A máquina tende a fazer do homem o que ela é

Tear na Grécia antiga: ofício contemplativo. Foto: Metropolitan Museum of Art.

É difícil negar, quando ainda se é sensível às normas verdadeiras, que a máquina tende a fazer do homem o que ela é; que ela o torna brusco, brutal, vulgar, quantitativo e estúpido como ela, e que toda a “cultura” se ressente disso. É o que explica em parte o “sincerismo” e a mística do “engajamento”: é preciso ser “sincero” porque a máquina não tem mistério e é incapaz de prudência bem como de generosidade; é preciso ser “engajado”, porque a máquina só tem valor por suas produções, ou porque ela exige uma supervisão constante e mesmo um verdadeiro “dom de si” [*], e assim devora o homem e o humano; é preciso abster-se, em arte e em literatura, de “complacência”, pois a máquina não é complacente e sua feiura, sua ruidosa agitação e sua implacabilidade se confundem, no espírito de seus escravos e de suas criaturas, com a “realidade”; e sobretudo é preciso não ter Deus, porque a máquina não tem Deus, ou porque ela mesma usurpa esse papel.

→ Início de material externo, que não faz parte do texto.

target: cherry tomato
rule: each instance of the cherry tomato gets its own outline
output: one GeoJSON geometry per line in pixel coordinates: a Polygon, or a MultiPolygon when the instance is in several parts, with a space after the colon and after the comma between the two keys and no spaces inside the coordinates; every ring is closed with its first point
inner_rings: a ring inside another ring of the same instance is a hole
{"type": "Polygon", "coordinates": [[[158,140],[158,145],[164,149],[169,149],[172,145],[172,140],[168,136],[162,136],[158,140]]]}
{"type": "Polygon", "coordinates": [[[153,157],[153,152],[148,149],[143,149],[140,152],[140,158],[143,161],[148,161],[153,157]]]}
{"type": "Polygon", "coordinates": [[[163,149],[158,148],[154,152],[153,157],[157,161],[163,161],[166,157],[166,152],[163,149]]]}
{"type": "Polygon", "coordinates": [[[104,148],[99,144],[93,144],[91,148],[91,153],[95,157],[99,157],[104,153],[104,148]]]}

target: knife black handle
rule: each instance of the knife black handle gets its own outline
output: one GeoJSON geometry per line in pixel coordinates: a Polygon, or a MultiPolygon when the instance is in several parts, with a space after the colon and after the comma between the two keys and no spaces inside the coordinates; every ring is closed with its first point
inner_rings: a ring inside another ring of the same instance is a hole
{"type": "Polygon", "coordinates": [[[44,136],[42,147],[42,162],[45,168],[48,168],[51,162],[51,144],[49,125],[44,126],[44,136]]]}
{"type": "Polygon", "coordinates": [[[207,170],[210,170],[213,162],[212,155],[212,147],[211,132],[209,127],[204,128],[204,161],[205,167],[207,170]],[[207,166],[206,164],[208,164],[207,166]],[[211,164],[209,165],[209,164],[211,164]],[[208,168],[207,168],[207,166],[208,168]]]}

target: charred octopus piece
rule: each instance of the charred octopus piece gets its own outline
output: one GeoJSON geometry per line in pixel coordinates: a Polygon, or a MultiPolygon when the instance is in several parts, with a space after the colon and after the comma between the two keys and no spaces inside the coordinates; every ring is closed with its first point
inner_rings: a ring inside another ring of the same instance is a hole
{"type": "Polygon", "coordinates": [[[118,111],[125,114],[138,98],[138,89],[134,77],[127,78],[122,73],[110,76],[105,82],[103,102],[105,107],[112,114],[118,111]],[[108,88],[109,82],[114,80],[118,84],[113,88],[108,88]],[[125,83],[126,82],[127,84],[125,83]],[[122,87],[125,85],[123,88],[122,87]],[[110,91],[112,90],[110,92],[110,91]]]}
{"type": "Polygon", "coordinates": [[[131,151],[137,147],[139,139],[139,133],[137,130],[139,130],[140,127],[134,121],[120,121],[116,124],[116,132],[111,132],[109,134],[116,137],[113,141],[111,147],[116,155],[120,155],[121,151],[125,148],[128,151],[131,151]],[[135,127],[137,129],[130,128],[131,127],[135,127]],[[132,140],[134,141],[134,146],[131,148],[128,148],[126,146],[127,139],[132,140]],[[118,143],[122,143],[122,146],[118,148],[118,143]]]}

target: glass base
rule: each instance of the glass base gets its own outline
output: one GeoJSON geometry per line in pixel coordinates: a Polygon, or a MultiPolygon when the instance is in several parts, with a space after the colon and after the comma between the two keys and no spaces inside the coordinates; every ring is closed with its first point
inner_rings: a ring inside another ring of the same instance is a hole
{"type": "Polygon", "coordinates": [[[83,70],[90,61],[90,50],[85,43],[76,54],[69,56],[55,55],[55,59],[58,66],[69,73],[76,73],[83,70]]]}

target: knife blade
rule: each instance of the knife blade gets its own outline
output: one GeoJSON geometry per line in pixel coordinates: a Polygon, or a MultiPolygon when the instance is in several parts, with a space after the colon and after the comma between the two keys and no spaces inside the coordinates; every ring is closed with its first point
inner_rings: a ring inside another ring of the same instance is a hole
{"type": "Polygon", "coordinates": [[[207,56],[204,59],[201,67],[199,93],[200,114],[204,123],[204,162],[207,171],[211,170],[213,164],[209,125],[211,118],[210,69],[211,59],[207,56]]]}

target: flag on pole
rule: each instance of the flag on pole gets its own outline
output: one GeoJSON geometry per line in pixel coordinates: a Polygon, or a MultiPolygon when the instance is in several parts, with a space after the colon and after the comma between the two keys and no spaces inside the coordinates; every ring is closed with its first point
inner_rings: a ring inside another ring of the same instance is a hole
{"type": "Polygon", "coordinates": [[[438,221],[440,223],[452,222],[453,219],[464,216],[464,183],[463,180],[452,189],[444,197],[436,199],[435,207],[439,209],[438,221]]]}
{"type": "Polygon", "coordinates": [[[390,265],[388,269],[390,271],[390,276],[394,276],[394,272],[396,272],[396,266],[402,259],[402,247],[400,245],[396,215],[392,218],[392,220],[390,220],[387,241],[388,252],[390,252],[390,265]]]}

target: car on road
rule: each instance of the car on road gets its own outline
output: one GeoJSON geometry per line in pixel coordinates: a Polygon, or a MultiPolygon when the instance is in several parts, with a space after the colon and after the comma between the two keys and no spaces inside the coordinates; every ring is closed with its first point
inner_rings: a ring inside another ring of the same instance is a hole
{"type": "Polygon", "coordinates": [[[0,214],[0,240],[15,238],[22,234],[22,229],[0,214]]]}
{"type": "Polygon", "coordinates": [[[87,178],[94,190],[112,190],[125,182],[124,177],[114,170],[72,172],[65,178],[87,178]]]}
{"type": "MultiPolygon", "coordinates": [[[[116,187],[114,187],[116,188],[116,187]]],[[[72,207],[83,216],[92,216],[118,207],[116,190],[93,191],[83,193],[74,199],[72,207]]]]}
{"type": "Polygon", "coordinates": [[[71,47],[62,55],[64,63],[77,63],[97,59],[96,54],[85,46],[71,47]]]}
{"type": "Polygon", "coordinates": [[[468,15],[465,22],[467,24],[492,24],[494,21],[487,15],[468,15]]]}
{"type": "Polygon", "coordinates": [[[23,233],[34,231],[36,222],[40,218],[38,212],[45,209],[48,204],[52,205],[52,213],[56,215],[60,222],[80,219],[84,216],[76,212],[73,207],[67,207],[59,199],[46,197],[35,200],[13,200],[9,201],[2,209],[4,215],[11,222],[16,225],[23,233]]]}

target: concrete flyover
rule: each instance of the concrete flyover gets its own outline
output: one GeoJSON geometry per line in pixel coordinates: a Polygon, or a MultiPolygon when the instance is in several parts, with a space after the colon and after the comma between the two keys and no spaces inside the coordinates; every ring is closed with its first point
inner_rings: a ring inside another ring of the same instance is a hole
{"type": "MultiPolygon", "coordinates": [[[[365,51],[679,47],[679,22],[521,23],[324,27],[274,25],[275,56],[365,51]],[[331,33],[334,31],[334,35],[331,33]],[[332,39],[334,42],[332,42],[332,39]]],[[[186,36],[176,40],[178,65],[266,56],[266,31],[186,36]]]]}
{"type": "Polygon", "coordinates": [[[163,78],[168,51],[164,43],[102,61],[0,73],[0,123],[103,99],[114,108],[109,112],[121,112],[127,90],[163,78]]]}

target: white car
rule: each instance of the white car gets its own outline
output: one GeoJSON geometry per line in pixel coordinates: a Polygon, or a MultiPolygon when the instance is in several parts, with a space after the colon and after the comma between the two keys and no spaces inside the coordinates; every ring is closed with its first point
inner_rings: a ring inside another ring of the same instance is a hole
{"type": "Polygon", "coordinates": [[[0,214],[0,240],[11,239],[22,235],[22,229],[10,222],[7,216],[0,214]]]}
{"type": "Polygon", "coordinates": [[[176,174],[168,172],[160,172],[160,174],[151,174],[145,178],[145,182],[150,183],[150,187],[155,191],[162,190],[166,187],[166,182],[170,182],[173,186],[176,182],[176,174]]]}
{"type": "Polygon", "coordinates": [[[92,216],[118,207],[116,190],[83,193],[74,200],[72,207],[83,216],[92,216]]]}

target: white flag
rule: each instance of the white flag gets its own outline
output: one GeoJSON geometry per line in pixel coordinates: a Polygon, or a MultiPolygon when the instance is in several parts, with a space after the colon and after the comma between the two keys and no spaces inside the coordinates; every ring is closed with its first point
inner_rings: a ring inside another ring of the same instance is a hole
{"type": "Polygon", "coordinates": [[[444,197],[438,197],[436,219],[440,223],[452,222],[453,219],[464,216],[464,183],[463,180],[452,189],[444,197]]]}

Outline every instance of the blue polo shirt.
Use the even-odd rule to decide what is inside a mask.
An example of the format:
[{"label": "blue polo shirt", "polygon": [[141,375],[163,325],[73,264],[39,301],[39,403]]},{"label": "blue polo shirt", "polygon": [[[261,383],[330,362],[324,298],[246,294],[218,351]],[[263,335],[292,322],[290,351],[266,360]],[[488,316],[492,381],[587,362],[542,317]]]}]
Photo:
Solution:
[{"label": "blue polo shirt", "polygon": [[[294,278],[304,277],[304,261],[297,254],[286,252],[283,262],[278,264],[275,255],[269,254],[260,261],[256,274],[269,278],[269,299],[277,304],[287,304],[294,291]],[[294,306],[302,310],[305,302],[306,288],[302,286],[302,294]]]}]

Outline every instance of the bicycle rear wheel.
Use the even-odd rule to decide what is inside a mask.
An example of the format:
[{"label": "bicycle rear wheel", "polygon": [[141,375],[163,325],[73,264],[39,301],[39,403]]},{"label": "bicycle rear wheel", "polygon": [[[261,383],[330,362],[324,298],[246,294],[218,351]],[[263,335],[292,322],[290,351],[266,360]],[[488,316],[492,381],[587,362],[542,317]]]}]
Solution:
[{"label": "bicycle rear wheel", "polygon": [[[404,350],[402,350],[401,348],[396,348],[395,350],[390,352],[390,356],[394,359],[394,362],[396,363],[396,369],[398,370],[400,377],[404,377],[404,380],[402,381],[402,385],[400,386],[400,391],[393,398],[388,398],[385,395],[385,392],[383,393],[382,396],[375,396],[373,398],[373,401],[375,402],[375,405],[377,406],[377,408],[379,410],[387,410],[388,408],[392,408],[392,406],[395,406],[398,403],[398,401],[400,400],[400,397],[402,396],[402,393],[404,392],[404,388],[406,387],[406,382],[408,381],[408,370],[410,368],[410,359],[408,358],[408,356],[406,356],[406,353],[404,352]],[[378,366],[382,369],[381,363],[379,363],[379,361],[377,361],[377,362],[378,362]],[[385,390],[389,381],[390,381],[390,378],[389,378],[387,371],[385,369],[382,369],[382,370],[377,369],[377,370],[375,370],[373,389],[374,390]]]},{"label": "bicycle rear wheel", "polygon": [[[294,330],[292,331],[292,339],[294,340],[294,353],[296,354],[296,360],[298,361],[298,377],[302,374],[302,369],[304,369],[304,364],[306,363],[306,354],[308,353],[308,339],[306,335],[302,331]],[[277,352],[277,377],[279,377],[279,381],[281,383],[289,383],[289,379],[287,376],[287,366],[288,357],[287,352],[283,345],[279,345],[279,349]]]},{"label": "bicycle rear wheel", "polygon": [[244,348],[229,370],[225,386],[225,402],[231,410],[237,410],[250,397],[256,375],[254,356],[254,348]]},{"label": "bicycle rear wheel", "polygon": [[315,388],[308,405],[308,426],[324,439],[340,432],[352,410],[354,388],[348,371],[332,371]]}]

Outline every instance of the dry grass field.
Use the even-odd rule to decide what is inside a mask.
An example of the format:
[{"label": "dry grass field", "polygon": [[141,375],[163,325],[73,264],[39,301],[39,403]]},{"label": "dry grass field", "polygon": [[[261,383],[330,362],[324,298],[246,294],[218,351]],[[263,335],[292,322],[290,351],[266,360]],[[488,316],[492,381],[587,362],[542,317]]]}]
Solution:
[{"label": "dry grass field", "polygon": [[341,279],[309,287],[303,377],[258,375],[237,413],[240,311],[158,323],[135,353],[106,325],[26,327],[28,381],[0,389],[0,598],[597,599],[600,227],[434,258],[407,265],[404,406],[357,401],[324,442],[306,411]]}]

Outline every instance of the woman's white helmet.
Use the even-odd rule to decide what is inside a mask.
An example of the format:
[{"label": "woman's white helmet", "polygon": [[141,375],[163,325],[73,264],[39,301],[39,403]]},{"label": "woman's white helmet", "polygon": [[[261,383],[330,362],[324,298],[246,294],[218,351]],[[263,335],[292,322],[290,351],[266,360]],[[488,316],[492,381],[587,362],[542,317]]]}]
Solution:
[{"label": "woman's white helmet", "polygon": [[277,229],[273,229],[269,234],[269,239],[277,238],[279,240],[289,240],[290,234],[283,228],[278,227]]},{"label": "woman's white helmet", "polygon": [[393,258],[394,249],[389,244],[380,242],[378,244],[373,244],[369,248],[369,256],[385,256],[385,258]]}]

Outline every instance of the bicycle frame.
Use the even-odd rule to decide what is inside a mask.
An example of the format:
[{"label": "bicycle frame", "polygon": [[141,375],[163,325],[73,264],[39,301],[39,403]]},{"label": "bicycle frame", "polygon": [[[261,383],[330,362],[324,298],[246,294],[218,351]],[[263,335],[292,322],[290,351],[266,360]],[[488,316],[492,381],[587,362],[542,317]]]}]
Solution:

[*] Se se nos objeta que o mesmo acontecia nos antigos ofícios, responderemos que há aí uma diferença notável pelo fato de que esses ofícios tinham um caráter propriamente humano e portanto contemplativo, e, por esse fato, não comportavam nem a agitação nem o esmagamento próprios do maquinismo.


Frithjof Schuon, A Transfiguração do Homem, Sapientia, Brasil, 2009, pp. 23-24.